Kris Van De Voorde : « La technologie ne remplace pas l’humain, elle l’assiste dans ses connaissances et ses compétences. L’être humain a le sens pratique, l’intelligence et la créativité. Le robot ne se fatigue jamais. Les deux forment un tandem idéal. N’oublions pas non plus que le processus de construction lui-même ne cesse de se complexifier : les exigences en termes de climat et de circularité sont plus strictes, mais les attentes des clients sont aussi plus élevées. L’aide de la technologie sera particulièrement bienvenue dans ce nouveau contexte. »
Kelly Cuypers
Itervenants :
- Robrecht Lippens, Coordinateur de « Digital Competence Center & IT », Antea Group
- Bram Vanderborght, Prof dr ir, VUB & imec
- Kris Van De Voorde, Business Program Manager, imec
- Angelo Buttafuoco, R&D specialist, Buildwise
Exosquelette

Avec l’avènement de nombreux robots spécialisés sur les chantiers comme dans les ateliers de préfabrication, le marché de la robotique connaît une forte croissance dans le secteur de la construction : de l’ordre de 15% à 17% par an. Songeons à Okibo (robot de plâtrage et de peinture), Raise Robotics (fixation de panneaux muraux) ou encore CyBe (robot d’impression 3D en béton). La technologie robotique améliore en outre le bien-être des travailleurs, la coopération entre l’humain et le robot, et la précision des contrôles sur chantier.

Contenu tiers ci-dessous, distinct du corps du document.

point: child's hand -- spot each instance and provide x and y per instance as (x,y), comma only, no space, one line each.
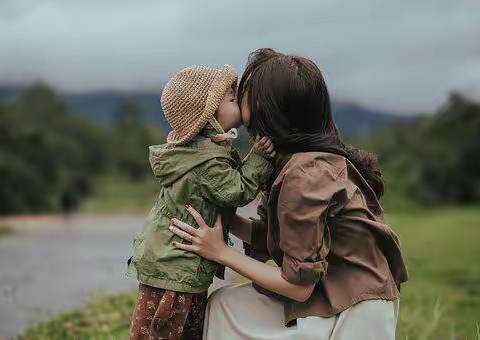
(264,147)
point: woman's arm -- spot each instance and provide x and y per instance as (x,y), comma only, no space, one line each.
(241,227)
(208,243)
(266,275)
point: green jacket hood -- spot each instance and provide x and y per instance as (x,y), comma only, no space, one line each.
(169,162)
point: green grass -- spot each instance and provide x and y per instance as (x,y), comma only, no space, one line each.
(441,300)
(441,247)
(104,319)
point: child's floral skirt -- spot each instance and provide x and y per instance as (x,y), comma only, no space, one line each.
(167,315)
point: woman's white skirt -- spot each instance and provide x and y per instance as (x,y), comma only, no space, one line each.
(240,312)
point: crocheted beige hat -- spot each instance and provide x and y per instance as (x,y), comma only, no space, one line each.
(191,98)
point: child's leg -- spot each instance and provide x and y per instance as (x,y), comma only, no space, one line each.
(162,314)
(148,299)
(194,324)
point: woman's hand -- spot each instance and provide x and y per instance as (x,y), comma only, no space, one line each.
(205,241)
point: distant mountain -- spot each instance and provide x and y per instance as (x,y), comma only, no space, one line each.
(352,119)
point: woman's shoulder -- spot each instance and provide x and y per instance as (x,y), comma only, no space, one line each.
(315,164)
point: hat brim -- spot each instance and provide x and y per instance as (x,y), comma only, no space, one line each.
(223,80)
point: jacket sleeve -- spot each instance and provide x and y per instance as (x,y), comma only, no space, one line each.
(227,187)
(304,200)
(257,249)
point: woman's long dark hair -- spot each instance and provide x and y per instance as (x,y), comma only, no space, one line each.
(289,102)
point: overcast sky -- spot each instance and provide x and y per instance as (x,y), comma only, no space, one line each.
(404,56)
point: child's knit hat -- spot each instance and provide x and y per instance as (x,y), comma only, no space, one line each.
(191,98)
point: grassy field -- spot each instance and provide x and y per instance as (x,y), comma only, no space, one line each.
(441,301)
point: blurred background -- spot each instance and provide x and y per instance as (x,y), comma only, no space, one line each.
(79,88)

Les exosquelettes constituent un excellent exemple de technologie qui améliore l’ergonomie des travailleurs de la construction. Ils visent à soulager physiquement les ouvriers. La technologie des robots portables s’adapte à la forme du corps.

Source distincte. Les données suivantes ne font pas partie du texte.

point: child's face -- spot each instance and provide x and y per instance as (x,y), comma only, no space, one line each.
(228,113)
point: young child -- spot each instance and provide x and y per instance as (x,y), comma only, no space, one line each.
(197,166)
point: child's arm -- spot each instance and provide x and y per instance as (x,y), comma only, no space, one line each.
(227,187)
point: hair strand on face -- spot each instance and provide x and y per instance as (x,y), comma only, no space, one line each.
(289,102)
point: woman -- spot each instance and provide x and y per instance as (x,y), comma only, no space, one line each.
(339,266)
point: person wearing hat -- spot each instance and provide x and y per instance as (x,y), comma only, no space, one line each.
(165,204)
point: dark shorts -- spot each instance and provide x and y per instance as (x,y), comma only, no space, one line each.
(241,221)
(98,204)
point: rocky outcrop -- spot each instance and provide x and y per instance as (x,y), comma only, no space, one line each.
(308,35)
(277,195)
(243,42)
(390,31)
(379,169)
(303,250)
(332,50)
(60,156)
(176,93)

Le chien robot SPOT est capable d’explorer des zones dangereuses ou difficiles d’accès pour l’homme, comme les chantiers de construction, les pipelines ou les tunnels. Grâce à sa mobilité et à ses capteurs, SPOT peut collecter des données détaillées pour les analyses spatiales, y compris les cartes en 3D et les images thermographiques.
Le projet Safebot de l’Imec est un autre exemple de nouvelle technologie de capteurs. Ce précieux système de sécurité intégré au robot permet une collaboration directe entre l’humain et le robot, augmentant ainsi la rapidité et la productivité, tout en privilégiant la sécurité (quelles que soient les influences de l’environnement comme la pluie et la poussière).
Le projet de recherche imec.icon BoB (BIM On Building) numérisera le suivi des projets de construction en améliorant les modèles d’information du bâtiment et en les associant aux données relatives à l’avancement et à l’activité en temps réel sur le site, qui seront analysées à l’aide de la technologie de l’IA.
Le projet de recherche CoMMoDore a pour but de développer un système automatisé sans fil permettant de surveiller le processus de durcissement du béton, combiné à un contrôle de dégradation non invasif basé sur des capteurs de température et de conductivité incorporés dans le béton.